La resistencia de los pueblos del Sur interpela al orden global con una mirada que vuelve a ubicar a la geopolítica en el centro del debate político actual.
"Resulta una gran ironía que, a más de treinta años de haberse decretado ‘el fin de la geopolítica’, sea precisamente la geopolítica la que hoy amenace a la globalización y a la posibilidad de construir un orden internacional", expresó con claridad el analista Alberto Hutschenreuter. Su sentencia, lejos de ser solo una advertencia teórica, revela una verdad incómoda: la supuesta neutralidad del sistema global es, en realidad, una arquitectura de subordinación persistente.
Lo que alguna vez se conoció como invasión o conquista, hoy toma formas más sutiles. La dominación no llega con tropas ni banderas extranjeras, sino en forma de tratados comerciales desiguales, deuda externa impagable, plataformas digitales que uniforman el consumo y discursos que, bajo la apariencia del desarrollo, reproducen esquemas de dependencia.

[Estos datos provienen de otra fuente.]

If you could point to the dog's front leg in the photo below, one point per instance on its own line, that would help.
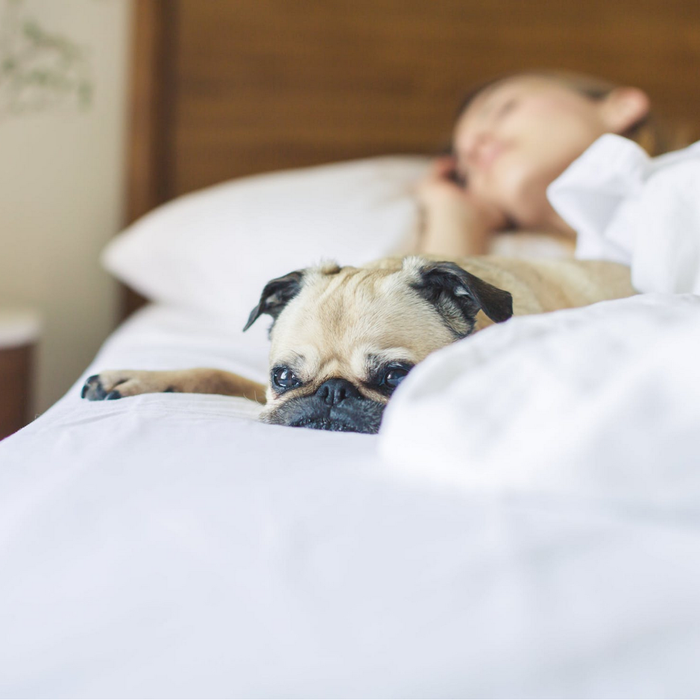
(116, 384)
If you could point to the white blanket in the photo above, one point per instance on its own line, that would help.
(640, 211)
(170, 545)
(602, 401)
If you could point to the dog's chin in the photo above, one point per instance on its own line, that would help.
(351, 416)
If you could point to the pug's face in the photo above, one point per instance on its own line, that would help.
(344, 338)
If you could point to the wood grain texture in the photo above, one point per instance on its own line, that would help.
(268, 84)
(226, 88)
(15, 388)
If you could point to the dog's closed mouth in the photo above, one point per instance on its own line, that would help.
(327, 424)
(354, 416)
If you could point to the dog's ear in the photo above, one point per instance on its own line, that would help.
(458, 296)
(276, 295)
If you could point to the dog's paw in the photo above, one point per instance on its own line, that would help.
(116, 384)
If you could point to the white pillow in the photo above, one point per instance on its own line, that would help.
(215, 249)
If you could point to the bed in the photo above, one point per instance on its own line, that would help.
(172, 545)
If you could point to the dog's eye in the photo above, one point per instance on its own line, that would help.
(284, 378)
(395, 376)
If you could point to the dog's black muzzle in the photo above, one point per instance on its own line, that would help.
(336, 405)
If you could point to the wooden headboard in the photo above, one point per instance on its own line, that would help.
(224, 88)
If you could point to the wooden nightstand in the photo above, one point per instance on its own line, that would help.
(19, 333)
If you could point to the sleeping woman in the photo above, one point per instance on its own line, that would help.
(516, 135)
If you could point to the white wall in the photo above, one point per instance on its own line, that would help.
(62, 192)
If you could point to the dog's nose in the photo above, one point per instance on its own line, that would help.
(336, 390)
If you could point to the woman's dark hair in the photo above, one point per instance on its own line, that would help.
(654, 135)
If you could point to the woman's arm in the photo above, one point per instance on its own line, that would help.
(454, 222)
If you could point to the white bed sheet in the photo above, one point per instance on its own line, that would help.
(170, 545)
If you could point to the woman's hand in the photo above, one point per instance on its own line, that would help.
(456, 223)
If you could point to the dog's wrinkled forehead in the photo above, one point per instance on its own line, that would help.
(344, 310)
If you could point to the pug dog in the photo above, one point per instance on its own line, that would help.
(343, 338)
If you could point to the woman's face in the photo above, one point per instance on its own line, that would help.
(520, 134)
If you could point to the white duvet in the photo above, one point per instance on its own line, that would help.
(532, 531)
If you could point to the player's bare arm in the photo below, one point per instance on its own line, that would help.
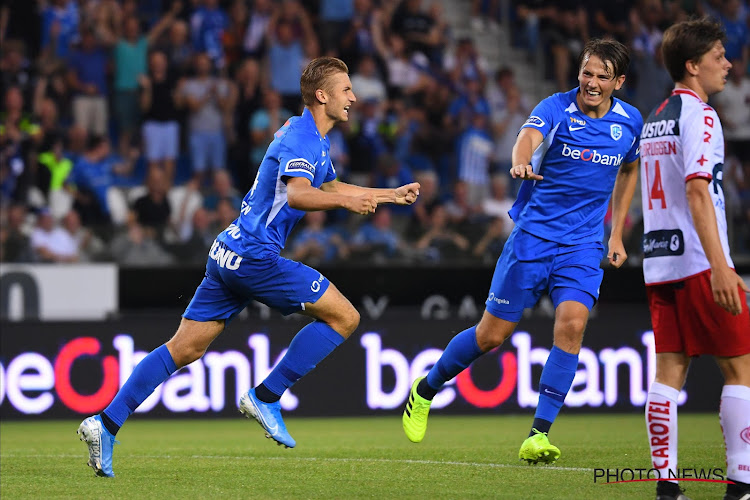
(528, 140)
(724, 281)
(622, 196)
(404, 195)
(301, 195)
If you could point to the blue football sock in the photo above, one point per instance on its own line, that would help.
(460, 352)
(557, 377)
(308, 348)
(154, 369)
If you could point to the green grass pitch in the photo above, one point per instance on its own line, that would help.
(461, 457)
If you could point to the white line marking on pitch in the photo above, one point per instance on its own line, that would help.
(326, 459)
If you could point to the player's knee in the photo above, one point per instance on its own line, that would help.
(183, 353)
(488, 337)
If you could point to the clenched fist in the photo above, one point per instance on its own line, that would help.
(407, 194)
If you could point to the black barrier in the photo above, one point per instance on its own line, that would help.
(72, 369)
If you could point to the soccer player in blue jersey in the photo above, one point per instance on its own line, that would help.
(295, 176)
(571, 152)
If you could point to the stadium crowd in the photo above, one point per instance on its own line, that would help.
(131, 129)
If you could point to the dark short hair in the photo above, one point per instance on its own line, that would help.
(609, 51)
(688, 41)
(317, 74)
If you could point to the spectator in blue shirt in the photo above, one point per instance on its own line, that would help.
(207, 25)
(59, 28)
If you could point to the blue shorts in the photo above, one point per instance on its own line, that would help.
(232, 282)
(529, 265)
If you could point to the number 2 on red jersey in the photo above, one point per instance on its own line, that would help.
(655, 191)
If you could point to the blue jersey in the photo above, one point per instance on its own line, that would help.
(579, 159)
(266, 219)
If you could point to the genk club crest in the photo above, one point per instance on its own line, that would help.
(615, 131)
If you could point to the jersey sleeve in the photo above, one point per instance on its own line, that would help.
(331, 173)
(297, 159)
(635, 149)
(699, 130)
(542, 117)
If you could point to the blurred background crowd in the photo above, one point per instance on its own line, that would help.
(131, 129)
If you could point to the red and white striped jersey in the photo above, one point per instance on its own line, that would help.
(682, 139)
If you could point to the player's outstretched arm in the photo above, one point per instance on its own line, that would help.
(622, 196)
(725, 283)
(526, 143)
(404, 195)
(301, 195)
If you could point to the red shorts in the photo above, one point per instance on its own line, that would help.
(686, 319)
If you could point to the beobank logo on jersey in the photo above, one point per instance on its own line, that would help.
(591, 155)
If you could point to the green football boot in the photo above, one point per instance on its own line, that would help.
(415, 414)
(537, 448)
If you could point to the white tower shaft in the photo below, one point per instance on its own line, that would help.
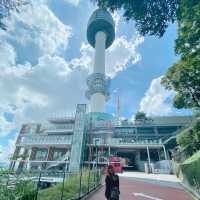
(98, 100)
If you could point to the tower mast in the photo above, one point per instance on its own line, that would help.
(100, 35)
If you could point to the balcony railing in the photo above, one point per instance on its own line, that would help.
(46, 140)
(58, 128)
(120, 141)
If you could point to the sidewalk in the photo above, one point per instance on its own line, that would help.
(140, 186)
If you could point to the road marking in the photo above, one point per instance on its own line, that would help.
(147, 196)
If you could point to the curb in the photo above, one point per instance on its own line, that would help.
(191, 191)
(91, 193)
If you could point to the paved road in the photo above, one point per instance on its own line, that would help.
(147, 189)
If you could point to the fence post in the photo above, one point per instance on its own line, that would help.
(80, 188)
(37, 189)
(89, 180)
(63, 184)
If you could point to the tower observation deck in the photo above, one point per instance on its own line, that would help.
(100, 35)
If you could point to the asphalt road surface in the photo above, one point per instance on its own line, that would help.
(134, 188)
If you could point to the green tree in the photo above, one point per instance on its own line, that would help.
(151, 17)
(184, 76)
(6, 6)
(189, 139)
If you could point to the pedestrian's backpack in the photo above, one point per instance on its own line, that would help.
(114, 193)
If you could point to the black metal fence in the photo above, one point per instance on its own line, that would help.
(49, 185)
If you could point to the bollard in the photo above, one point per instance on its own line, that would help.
(63, 184)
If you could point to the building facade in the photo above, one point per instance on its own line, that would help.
(90, 138)
(93, 137)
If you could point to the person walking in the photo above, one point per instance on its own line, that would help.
(112, 191)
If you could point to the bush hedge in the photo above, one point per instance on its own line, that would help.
(191, 169)
(71, 186)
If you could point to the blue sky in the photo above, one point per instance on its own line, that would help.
(45, 59)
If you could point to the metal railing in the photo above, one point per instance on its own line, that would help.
(41, 185)
(46, 140)
(121, 141)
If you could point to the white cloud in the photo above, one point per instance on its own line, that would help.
(31, 91)
(116, 18)
(157, 100)
(7, 151)
(73, 2)
(120, 53)
(37, 25)
(117, 56)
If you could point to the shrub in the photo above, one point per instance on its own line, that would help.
(190, 169)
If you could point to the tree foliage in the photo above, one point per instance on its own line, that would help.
(189, 140)
(151, 17)
(184, 76)
(6, 6)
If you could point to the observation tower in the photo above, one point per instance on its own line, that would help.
(100, 35)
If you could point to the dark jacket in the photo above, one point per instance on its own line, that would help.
(110, 183)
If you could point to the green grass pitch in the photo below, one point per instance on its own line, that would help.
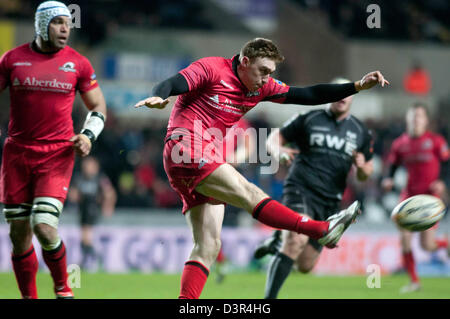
(235, 286)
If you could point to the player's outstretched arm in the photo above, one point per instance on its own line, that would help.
(95, 121)
(328, 93)
(175, 85)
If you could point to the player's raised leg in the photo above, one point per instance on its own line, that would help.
(205, 222)
(44, 221)
(226, 184)
(409, 262)
(23, 257)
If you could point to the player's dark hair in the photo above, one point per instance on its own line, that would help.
(261, 48)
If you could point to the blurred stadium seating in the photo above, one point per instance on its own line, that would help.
(134, 44)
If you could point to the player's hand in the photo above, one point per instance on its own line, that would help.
(154, 102)
(437, 188)
(387, 184)
(81, 144)
(359, 159)
(370, 80)
(287, 155)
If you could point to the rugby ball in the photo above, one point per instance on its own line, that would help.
(418, 213)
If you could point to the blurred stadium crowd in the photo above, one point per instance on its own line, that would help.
(415, 20)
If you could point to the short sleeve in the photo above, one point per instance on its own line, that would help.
(442, 150)
(199, 73)
(367, 146)
(87, 79)
(4, 71)
(275, 91)
(293, 128)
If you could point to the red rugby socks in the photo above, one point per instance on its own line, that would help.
(410, 266)
(25, 268)
(193, 280)
(56, 261)
(274, 214)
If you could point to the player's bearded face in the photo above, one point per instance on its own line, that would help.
(416, 121)
(59, 32)
(257, 72)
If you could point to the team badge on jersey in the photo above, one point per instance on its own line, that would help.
(427, 144)
(68, 67)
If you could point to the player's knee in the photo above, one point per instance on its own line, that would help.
(209, 249)
(44, 221)
(252, 195)
(293, 245)
(20, 236)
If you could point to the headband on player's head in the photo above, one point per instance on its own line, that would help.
(45, 13)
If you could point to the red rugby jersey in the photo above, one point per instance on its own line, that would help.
(42, 90)
(217, 97)
(421, 156)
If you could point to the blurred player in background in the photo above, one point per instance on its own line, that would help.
(328, 142)
(215, 93)
(38, 156)
(95, 196)
(421, 153)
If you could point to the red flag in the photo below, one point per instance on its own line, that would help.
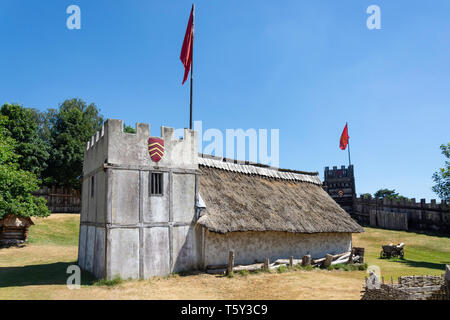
(344, 138)
(188, 46)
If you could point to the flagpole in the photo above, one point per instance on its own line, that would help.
(349, 161)
(192, 63)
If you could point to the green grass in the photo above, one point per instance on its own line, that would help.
(108, 283)
(53, 246)
(425, 254)
(61, 232)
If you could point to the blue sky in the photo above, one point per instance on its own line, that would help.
(303, 67)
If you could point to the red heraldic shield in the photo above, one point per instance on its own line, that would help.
(156, 148)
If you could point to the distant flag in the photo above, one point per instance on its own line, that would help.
(186, 56)
(344, 142)
(344, 138)
(188, 46)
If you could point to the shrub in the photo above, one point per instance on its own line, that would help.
(109, 283)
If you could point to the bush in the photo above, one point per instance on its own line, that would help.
(109, 283)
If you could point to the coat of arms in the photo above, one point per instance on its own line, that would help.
(156, 148)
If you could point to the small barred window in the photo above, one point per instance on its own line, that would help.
(156, 184)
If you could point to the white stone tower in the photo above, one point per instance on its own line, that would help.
(138, 216)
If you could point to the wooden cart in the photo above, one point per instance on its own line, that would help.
(392, 251)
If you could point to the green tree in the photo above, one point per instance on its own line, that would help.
(386, 193)
(128, 129)
(17, 185)
(69, 129)
(21, 124)
(442, 177)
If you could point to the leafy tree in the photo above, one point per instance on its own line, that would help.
(16, 185)
(129, 129)
(22, 126)
(386, 193)
(69, 129)
(442, 177)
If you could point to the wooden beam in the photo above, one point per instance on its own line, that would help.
(230, 262)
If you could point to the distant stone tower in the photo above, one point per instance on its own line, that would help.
(138, 212)
(340, 185)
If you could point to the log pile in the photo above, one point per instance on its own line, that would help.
(354, 256)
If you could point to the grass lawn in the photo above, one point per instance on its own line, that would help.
(38, 271)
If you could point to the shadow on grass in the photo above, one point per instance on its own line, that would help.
(421, 264)
(44, 274)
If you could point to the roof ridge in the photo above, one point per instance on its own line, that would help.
(271, 172)
(256, 164)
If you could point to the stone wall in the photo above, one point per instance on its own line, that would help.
(410, 288)
(251, 247)
(125, 231)
(431, 216)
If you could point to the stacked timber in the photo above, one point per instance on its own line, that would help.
(328, 260)
(14, 230)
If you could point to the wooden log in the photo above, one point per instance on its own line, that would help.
(359, 252)
(214, 267)
(286, 261)
(216, 271)
(306, 260)
(337, 256)
(328, 260)
(266, 264)
(447, 279)
(230, 262)
(318, 261)
(272, 267)
(251, 267)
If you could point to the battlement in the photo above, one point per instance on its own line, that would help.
(338, 173)
(111, 145)
(404, 203)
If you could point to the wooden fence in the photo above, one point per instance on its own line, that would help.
(61, 200)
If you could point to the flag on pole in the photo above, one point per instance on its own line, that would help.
(188, 46)
(344, 138)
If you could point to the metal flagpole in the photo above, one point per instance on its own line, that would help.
(349, 161)
(192, 61)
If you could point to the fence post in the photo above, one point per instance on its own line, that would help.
(447, 280)
(230, 262)
(328, 260)
(306, 260)
(266, 263)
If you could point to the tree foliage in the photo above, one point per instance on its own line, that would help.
(442, 176)
(68, 129)
(16, 185)
(21, 125)
(388, 194)
(128, 129)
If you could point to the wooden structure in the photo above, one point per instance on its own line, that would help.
(14, 229)
(61, 200)
(392, 251)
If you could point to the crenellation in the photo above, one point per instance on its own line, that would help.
(119, 211)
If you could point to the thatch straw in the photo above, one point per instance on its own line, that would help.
(242, 202)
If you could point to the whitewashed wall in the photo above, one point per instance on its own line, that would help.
(251, 247)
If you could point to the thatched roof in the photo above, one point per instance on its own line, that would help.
(239, 201)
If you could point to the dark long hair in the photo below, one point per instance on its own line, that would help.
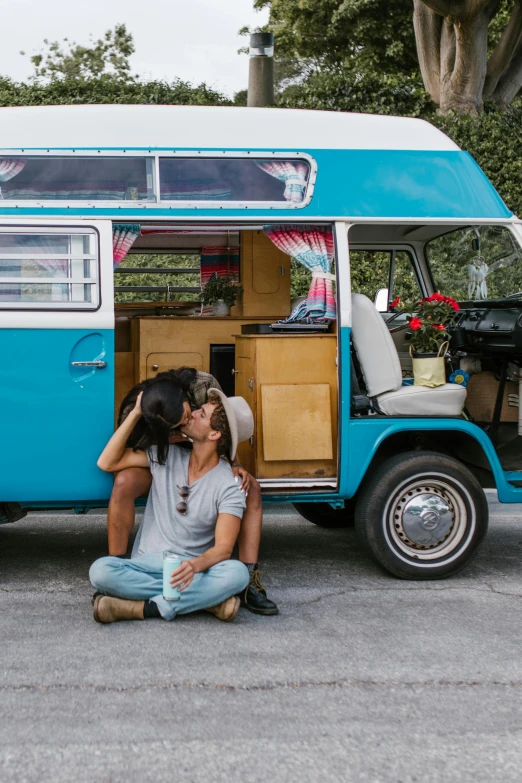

En este contexto, los países del Sur no ocupan un lugar en el mapa global: lo padecen. Son escenarios de extracción, plazas de mercado y reservorios de recursos, pero raramente protagonistas de las decisiones que los afectan. La globalización, que prometía integración y crecimiento, consolidó jerarquías disfrazadas de consenso.
Desde la perspectiva del Justicialismo, que aún conserva herramientas conceptuales para interpretar los dilemas contemporáneos, esta injusticia no se percibe como una anomalía del sistema, sino como su engranaje fundamental. La desigualdad, la exclusión y el desarraigo no son consecuencias colaterales: son mecanismos estructurales.
Ante esta realidad, la tercera posición propuesta por el general Juan Domingo Perón mantiene vigencia como marco de acción: rechazar tanto el sometimiento al capital financiero como la absorción por modelos colectivistas. La alternativa radica en un modelo de comunidad donde el trabajo tenga un sentido profundo, la soberanía no sea una declamación y la ciencia esté orientada al bien común.
Los regímenes dominantes no solo administran recursos y normativas: moldean subjetividades. Erosionan culturas locales, debilitan identidades nacionales y destruyen los lazos comunitarios. La competencia sustituye a la fraternidad, el consumo reemplaza a la solidaridad. Es una lógica tecnocrática que convierte personas en usuarios, pueblos en mercados y territorios en zonas de sacrificio.
Ya no hacen falta uniformes ni intervenciones armadas. La sumisión se articula con lobbies, fusiones de empresas multinacionales y mecanismos financieros. Los virreyes se han transformado en CEOs, y las naciones quedan obligadas a producir lo que no consumen y consumir lo que no producen. El resultado es una modernización sin alma, que arrasa con la identidad y deja como saldo una dependencia estructural.
Frente a este panorama, la geopolítica de los condenados no es solo un enfoque analítico. Es un acto de rebeldía moral. Una exigencia de los pueblos a reconfigurar el sentido profundo de la política: que la economía vuelva a estar al servicio del ser humano, que la técnica sea herramienta y no fin, y que el trabajo recupere su capacidad de generar comunidad.
Desde lo más profundo de la patria que aún resiste, surge la urgencia de construir un nuevo continentalismo, no al servicio de los capitales, sino articulado desde los pueblos. Una alianza entre naciones que, aún sometidas, no han resignado su dignidad. La propuesta no es ideológica, sino vital: reemplazar el chantaje financiero por cooperación productiva y transformar la lógica del descarte en un derecho al desarrollo con dignidad.
El Justicialismo lo resumió con una fórmula tan sencilla como poderosa: donde hay una necesidad, nace un derecho. Hoy, esa necesidad es continental. Es la necesidad de devolver humanidad a la política, democratizar el poder global y despertar a quienes, durante siglos, han cargado con el peso del coloniaje.
Porque lo que está en juego no es solo el presente. Es el porvenir. Y si no se lo defiende, también nos lo van a robar.